A wayward pig that managed to escape is ushered back through a gate April 19 by Gayle Stevens, co-owner of Patchwork Farms in rural Nisswa. Chelsey Perkins / Brainerd Dispatch
A wayward pig that managed to escape is ushered back through a gate April 19 by Gayle Stevens, co-owner of Patchwork Farms in rural Nisswa. Chelsey Perkins / Brainerd Dispatch

“A lot more people are looking at purchasing CSAs as they’re seeking alternative resources to going out in public and shopping,” Jones said.

Jones said she’s seen other impacts, too, that seem promising for the local foods movement as people look inward to their own yards and communities as resources.

“I think people who’ve always wanted to can and do food preparation are really going to find joy in that this year,” she said. “... I know people who have never gardened who are plowing up land to garden. It’s not like we’re doing victory gardens, but it’s pretty close.”

Jones said Sprout also submitted a proposal for the U.S. Department of Agriculture’s Farmers to Families Food Box program as part of the Coronavirus Farm Assistance Program. The program will seek to distribute up to $3 billion of agricultural products to those in need, partnering with regional and local distributors.

“We’ve gotten federal grants, but we’ve never actually contracted for distribution with the federal government as a method to support what they term small American family farmers,” Jones said.

Pig problems

Fox said he sees irony in high sales figures for what he described as premium-priced pork while the marketplace is flooded with thousands of cheap hogs. This is because larger-scale pig farmers are seeking to unload livestock directly to the public due to the closure or limited operation of meat processing operations across the Midwest. Those not sold are being euthanized in droves.
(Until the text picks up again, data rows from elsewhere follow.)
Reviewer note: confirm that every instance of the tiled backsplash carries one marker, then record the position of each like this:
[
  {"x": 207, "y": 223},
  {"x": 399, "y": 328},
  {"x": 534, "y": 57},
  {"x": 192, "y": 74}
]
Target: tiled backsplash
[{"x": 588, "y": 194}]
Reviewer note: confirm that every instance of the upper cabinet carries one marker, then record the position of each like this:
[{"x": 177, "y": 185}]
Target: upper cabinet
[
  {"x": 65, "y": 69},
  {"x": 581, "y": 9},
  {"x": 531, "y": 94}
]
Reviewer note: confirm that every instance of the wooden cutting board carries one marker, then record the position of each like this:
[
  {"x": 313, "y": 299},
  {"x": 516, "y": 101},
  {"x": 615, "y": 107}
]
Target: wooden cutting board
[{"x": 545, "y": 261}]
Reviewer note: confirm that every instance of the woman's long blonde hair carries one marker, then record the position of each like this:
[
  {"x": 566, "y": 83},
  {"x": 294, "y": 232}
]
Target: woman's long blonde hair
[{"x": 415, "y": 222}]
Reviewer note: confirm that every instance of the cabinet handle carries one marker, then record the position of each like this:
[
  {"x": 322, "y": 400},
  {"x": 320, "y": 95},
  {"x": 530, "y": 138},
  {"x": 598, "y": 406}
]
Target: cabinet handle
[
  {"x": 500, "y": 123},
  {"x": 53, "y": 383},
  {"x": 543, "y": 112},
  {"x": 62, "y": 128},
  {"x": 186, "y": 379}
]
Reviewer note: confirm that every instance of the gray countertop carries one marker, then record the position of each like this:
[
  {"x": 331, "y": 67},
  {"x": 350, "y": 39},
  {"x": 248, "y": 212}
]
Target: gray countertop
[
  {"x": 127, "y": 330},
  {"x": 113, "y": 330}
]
The hogs may be cheap, but openings with butchers are extremely difficult to come by, meaning many of those purchasing the hogs will likely have to butcher the animals themselves.

Stevens said she’s beginning to hear from people wondering whether she would butcher a pig they’re considering purchasing from another farm at a bargain.

“We can’t butcher for other people, and I can’t bring those hogs onto my place,” she said. “There could be diseases crossing over and I could lose my whole herd. Also, they are white meat pigs, and that’s not what I produce. … I have friends that are doing it, I’m not against people doing it. It’s not hurting my business.”

What she can do is offer butchering advice for those who’ve never done it. And that’s basically the only viable option to those buying live pigs direct from farms. Waiting until a spot opens up with a butcher might mean a couple of months of feeding a pig that’s prime butchering weight, at which point the cost of feed outweighs the value of the meat.

“If you’ve got deer hunters in your family, you guys can debone a pig,” Stevens said. “It’s a bigger animal but you can do it the same way.”

Meanwhile, freezer and refrigerator space at Sprout’s Little Falls food hub facility may be made available to local farmers in need of more holding capacity for their butchered livestock. Jones said they’re working with the Minnesota Department of Agriculture to make those connections.